Pendant de longues minutes, le président américain a reproché à son homologue ukrainien de «s'être mis en très mauvaise posture», lui a lancé qu'il «n'avait pas les cartes en main» et lui a ordonné de faire la paix avec la Russie en menaçant: «concluez un accord ou nous vous laissons tomber». Il a ensuite chassé son invité de la Maison Blanche.
«Nouvelle ère d'infamie»
«Une nouvelle ère d'infamie a commencé (...) dans laquelle nous devons plus que jamais défendre l'ordre international fondé sur des règles et la force du droit contre la loi du plus fort», a réagi samedi la ministre allemande des Affaires étrangères, Annalena Baerbock. Cette dernière a jugé urgent que l'Allemagne et l'Union européenne assouplissent leurs règles budgétaires afin de dégager des moyens supplémentaires pour aider l'Ukraine et renforcer leur propre défense.
«Il est devenu clair que le monde libre a besoin d'un nouveau leader. C'est à nous, Européens, de relever ce défi», avait exhorté la veille la cheffe de la diplomatie de l'UE Kaja Kallas. Le président français Emmanuel Macron s'est dit prêt à «ouvrir la discussion» sur une éventuelle future dissuasion nucléaire européenne, après une demande en ce sens du futur chancelier allemand Friedrich Merz, qui a jugé nécessaire que l'Europe se prépare «au pire scénario» d'une Otan lâchée par Washington.
Dans un entretien à plusieurs journaux français, Emmanuel Macron a dit espérer que les pays de l'Union européenne avanceront rapidement vers «un financement massif et commun» représentant «des centaines de milliards d'euros» pour bâtir une défense commune. «Je crois qu'aujourd’hui, c'est le moment d'un réveil stratégique, parce que dans tous les pays il y a un trouble, une incertitude, sur le soutien américain dans la durée», a-t-il expliqué.
«Si Poutine atteint ses objectifs, alors l'Europe sera la prochaine»
A quelques kilomètres de la ligne de front, dans l'est de l'Ukraine, les soldats ukrainiens ont suivi avec effarement le clash entre leur président et Donald Trump.
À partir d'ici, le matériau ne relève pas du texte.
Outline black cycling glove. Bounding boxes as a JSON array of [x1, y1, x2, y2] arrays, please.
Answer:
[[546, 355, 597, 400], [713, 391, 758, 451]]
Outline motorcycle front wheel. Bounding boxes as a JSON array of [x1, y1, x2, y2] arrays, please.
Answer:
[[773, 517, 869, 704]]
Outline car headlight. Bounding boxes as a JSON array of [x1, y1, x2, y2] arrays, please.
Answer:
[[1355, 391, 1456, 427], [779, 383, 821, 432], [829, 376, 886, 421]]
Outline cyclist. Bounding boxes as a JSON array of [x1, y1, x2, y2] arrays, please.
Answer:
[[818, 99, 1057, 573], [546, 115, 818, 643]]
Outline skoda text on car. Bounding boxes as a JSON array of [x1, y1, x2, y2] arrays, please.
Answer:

Nadija, une lieutenant de 21 ans, dit s'être sentie «vide» et se demande ce que l'Ukraine a bien pu faire pour mériter d'être traitée ainsi.
Face au risque de lâchage par les Etats-Unis, Nadija compte sur le soutien de l'Europe, persuadée d'un «réveil» des pays frontaliers de la Russie. «Si le soutien s'affaiblit, si Poutine atteint ses objectifs, alors l'Europe sera la prochaine» à être attaquée, prédit-elle.
Un autre soldat répondant au pseudonyme de Smile, tête baissé et regard abattu malgré d'intenses yeux bleus, dit se sentir «trahi» et «abandonné». «La façon dont Trump s'est comporté est inacceptable», lâche-il, en espérant que l'Europe fera quelque chose pour aider l'Ukraine. «Sinon, que pouvons-nous faire d'autre?»